— Что сторож смотрел? Такую страсть наделали…
— Да он первый и поживился, — усмехнулась Нюра.
— Не может быть, — возразила мама.
Присмотрелись к траве: на ней ясно отпечатались следы колес и конских подков.
— Пойдем к сторожу, может быть, он видел, — продолжала мама свое.
Подошли к шалашу. Он был пуст. Видно, в нем давно никто не жил. Шелестели сухие листья. На месте костра оставалась рыжая выжженная земля, но золы не было — видимо, ее унес ветер.
Домой мы шли налегке, толкая впереди себя пустую тележку.
* * *
В госпиталь мы заявились всем классом. Дали мировой концерт внизу, в том зале, где до войны проходили школьные вечера.
Те, которые не могли ходить, лежали на первом этаже. Их прикатили в зал на колясках и поставили впереди, чтобы им было все хорошо видно. Ходячие сели позади на скамейках.

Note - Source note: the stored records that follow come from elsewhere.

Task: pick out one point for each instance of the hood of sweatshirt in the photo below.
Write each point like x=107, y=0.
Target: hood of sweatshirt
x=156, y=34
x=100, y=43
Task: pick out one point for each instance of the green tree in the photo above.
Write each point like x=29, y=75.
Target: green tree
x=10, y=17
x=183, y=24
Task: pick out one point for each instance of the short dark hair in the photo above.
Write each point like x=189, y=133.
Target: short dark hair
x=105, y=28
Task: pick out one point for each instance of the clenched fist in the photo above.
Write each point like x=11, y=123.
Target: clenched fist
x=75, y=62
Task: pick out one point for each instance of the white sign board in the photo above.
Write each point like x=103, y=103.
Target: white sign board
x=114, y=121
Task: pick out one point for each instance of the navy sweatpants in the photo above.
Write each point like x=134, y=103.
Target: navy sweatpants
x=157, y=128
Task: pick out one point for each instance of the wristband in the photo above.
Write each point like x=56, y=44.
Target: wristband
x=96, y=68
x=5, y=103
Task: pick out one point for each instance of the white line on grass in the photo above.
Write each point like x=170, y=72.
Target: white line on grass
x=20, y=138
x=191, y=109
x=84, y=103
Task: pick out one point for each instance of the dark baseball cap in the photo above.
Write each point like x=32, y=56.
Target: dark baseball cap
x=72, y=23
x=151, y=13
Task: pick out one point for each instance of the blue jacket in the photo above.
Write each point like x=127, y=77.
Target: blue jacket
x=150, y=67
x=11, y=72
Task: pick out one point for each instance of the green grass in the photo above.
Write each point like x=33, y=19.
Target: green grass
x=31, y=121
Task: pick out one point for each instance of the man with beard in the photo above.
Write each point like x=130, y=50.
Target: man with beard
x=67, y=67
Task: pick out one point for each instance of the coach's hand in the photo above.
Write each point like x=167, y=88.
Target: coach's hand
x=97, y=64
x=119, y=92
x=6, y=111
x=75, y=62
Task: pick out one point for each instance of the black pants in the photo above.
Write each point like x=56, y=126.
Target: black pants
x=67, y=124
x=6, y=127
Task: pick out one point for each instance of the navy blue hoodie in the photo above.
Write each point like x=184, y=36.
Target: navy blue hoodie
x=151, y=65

Я выступил с песней, которую научил меня петь еще Серега.
Без хвастовства скажу — здорово получилось. Некоторые раненые даже вытирали слезы.
Потом мы еще ходили по палатам, читали и пели тем раненым, которым вообще нельзя было двигаться… Тут и состоялся мой первый разговор с дядей Сеней. Он спросил:
— Ну и что в вашем городишке есть?
Меня задело слово «городишко». Не городишко, а самый настоящий город, правда, небольшой.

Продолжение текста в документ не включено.